Almost a year ago I made the very hard decision to let go of my business, the store I'd opened three years prior. It had always been my dream to own my own business. Unfortunately several things turned against me, leading to excessive stress. I'm very stubborn and don't give up easily, so for me, this marked a failure and was crushing. It's been about nine months since the store closed and it still hurts, but it really was for the best.

This can happen in writing too. As writers, it can be hard to recognize when it's time to let go and end something. It could be the manuscript we're working on, an idea, or polishing a work. We put a lot of ourselves into what we write, but sometimes that's not enough to make it ready or to make it fly.

How do you know when it's time to let go?

If you don't think that you're making any more progress, even with the help of your critique partners. It's either time to set it aside or put it out into the world (querying agents or small presses, or publish). My Pitch Wars manuscript had reached that stage. I'd taken it as far as I could, my critique circle had helped immensely, but it needed someone with more knowledge than I had to push it over. I am very thankful that I made it into Pitch Wars to get the help my manuscript needed.
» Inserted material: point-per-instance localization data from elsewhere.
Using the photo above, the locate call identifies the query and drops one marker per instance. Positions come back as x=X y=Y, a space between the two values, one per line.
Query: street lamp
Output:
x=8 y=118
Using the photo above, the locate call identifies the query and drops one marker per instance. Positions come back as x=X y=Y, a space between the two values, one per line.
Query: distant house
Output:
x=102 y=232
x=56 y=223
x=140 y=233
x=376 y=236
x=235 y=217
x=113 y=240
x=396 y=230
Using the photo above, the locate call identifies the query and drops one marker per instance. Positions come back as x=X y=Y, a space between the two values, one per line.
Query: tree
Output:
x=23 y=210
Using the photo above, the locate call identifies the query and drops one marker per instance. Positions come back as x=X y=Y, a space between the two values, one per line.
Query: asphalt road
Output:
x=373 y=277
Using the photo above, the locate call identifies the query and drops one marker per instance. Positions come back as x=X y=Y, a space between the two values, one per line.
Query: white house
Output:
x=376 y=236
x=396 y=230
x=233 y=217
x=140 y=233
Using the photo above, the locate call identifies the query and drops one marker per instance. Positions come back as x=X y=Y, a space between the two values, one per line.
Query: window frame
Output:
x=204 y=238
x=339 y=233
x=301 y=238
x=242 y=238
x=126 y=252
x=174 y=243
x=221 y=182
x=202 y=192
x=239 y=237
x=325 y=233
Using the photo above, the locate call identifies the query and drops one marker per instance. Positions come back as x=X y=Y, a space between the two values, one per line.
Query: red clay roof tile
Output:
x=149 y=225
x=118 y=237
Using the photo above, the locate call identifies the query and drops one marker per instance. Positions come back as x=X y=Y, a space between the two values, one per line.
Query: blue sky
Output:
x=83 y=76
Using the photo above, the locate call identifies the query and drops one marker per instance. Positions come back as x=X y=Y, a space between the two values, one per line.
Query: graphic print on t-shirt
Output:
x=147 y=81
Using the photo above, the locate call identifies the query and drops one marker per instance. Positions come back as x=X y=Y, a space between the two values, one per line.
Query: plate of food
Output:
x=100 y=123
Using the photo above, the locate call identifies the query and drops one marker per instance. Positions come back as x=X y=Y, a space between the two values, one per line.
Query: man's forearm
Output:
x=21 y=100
When your editing consists of tweaking punctuation and curse words. If you're making small cosmetic changes, it's time to put that manuscript out there! If you haven't done beta readers and critique partners, pass it to them. Done that? Time query, or self-publish, whatever your end goal is.

When the story just isn't working. I loved the premise of a manuscript I started writing, but it was a grind. The story wasn't coming together, it wasn't clicking at all. It was time to set that one aside. Will I ever go back to it? I hope so because I love the world, but not until I know why it's not working.

Market. This can be a hard one. If the market isn't looking for your genre, premise, etc, it could be time to put the manuscript aside. Vampires have been a very hard sell for the past few years. I queried my vampire novel anyway but ended up setting it aside, more because I know it needs work than because of the market. But I haven't fixed it yet, because the market isn't quite ready for vampires again so I'm working on something that I hope will sell.

Queried extensively. It's said you should collect at least a hundred queries on your manuscript. If you've exhausted your query list. It's time to set that project aside. There could be a day to pull it out again, but in the meantime, work on something new and fresh.

How do you know when it's time to let a project go?

1 comment:

  1. I feel your pain especially as a writer and/or creative.
    I try so hard not to let go, but what I can advice you from my little experience in life as a 22 year old and as a writer is that you don't have to put a stop on it. All you need to do is put it on pause.